Abstract
Objective:
Although the damages to health that are caused by asbestos exposure are known, the mineral continues to be in use. Our main purpose in the study was to determine the relationship between awareness and asbestos use.
Material and Methods:
A total of 100 residents from the Armutova village of Ergani District in the Diyarbakir province of Turkey, with previous asbestos exposure were studied between January 2010 and December 2010. Exposure to asbestos was questioned in all participants. Asbestos doses were measured in the setting where they lived.

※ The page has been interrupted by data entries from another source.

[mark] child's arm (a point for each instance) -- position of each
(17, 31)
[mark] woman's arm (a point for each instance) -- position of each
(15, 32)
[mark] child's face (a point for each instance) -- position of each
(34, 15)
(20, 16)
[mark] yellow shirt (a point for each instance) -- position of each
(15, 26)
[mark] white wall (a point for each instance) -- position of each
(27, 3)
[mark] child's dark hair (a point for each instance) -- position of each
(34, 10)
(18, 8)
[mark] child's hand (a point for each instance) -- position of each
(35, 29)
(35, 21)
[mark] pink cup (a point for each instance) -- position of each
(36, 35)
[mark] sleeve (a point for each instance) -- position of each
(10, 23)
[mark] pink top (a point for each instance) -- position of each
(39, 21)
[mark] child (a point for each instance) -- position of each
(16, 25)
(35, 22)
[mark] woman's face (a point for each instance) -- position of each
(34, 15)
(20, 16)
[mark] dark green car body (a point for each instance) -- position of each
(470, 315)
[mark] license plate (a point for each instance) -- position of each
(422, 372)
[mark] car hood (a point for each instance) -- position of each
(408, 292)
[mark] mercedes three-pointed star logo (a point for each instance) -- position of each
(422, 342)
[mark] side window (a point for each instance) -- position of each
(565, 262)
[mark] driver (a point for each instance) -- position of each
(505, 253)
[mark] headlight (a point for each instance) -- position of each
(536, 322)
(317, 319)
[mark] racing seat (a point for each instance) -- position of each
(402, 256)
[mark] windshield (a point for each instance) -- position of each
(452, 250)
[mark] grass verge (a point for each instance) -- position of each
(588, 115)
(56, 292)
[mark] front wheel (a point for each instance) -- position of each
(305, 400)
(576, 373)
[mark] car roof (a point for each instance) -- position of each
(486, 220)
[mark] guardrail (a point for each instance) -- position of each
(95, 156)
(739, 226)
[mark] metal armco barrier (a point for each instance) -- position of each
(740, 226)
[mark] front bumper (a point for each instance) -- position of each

The pulmonary function tests (PFTs) including forced vital capacity (FVC) and forced expiratory volume in 1 second (FEV1) were performed, and chest radiography was taken.
Results:
The duration of asbestos exposure was found to be associated with reduced PFTs and the pathological lung findings on radiology. Although 97% of the participants were aware of asbestos and its health risks, the rates of its use were significantly higher, and associated with excessive exposure levels. Longer duration of asbestos exposure was significantly associated with reduced FVC. There were more prominent reductions in FEV1 with longer durations of asbestos exposure.
Conclusion:
The high rates of asbestos use indicate that changing habits, particularly among individuals residing in rural areas, is difficult. In our country, the main route of asbestos exposure is through the environment, which is at least as hazardous as occupational exposure.
Keywords: Asbestos, respiratory health, radiological
MAIN POINTS
Asbestos is still a major problem in Turkey.
Although the harms of asbestos are known, the society continues to use asbestos.
Social awareness studies should be continued.
Introduction
Certain fibrous minerals may lead to lung and pleural disease when inhaled, and, asbestos is among these, one of the leading cause of respiratory diseases.1 Asbestos has remained one of the most in-demand substances used in insulation worldwide for many decades, primarily in the construction sector.2,3 Although it was termed as the “magic mineral” at the end of the 19th century due to its isolation properties, resistance to friction, and resistance to acidic dissolution, this definition was replaced by the term “killer dust” after the 1950s, as it was shown to be a carcinogenic mineral associated with health hazards in humans.
There are about 125 million individuals who are exposed to asbestos at the workplace, and previous studies have found that nearly 90 000 people die every year due to mesothelioma, asbestosis, or lung cancer caused by asbestos.4 In 2007, the 60th World Health Assembly requested member states of the World Health Organization (WHO) to conduct global campaigns for the elimination of asbestos-related diseases.5,6
Asbestos in Turkey’s rural areas has been shown to cause a high risk of malignant mesothelioma (MM). This soil is used in the villages for whitewashing walls or plastering material (white plaster), insulation, plastering cracks, baby powder, and also for making pottery.7
Bayram et al.8 found the rate of MM significantly higher in those living in areas where asbestos was naturally occurring.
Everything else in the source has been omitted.